Combining both low-carbon scenarios — efficiency improvements in cement production and use — would reduce up to 56% of the carbon-dioxide emissions expected under the business-as-usual scenario, according to the analysis. The new set of cement-use improvements accounted for a 22% decrease.

The researchers also noted that the reductions could be brought to 82% when considering the carbon dioxide absorbed by cement-based products through 2050, which happens when the greenhouse gas enters pores and reacts with the material.

This process is not normally included in industry emissions roadmaps given the relatively little research behind it, the researchers said, but it could be accelerated in cement products with a high proportion of filler, as proposed in the second low-carbon scenario.

Reis said the solutions in the second low-carbon scenario are much cheaper than other options such as carbon capture and storage, which removes carbon dioxide directly from the air.

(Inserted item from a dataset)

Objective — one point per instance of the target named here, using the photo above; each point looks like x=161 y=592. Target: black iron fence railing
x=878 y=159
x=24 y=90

Between 2018 and 2050, the combined measures would save $695 million, or $1.36 per ton of carbon dioxide, making them more viable and easily scalable, Reis said.

The authors said that public policies are important for promoting low-emission measures, and that changes in Brazil's policies could incentivize them more effectively. The current tax structure discourages the use of planetary mixers in favor of on-site concrete trucks, and most environmental policies don't take into account the usage side of cement captured in the second scenario, they said. 

According to Reis, a tax on carbon can also encourage emission-reducing solutions in the industry, although he recommended a careful introduction so that the tax does not increase cement costs in a way that impacts developing nations with a preexisting housing deficit.

Emissions from the cement industry account for less than 1% of Brazil's overall emissions of 2.2 billion metric tons of equivalent carbon dioxide, which it has pledged to reduce 37% below 2005 levels by 2025. But the country has been increasing emissions in recent years, especially as Amazon rainforest fires have intensified.

Although the analysis was constrained to the Brazilian cement industry, many of the methods included in the roadmaps can be adopted elsewhere, according to Reis. Global cement use and associated emissions are dominated by China, followed by India and the U.S.

"Practically all the measures explored in this article can be applied in other countries, except the industrialization of concrete and mortar, since in developed countries most of concrete and mortar is already industrialized," he said. 

The study "Potential CO₂ reduction and uptake due to industrialization and efficient cement use in Brazil by 2050," published April 5 in Journal of Industrial Ecology, was authored by Daniel Reis, Marco Quattrone, Sergio Pacca and Vanderley John, National Institute on Advanced Eco‐Efficient Cement‐Based Technologies and University of São Paulo; Jhonathan Souza, University of São Paulo; and Katia Punhagui, Universidade Federal da Integração Latino‐Americana.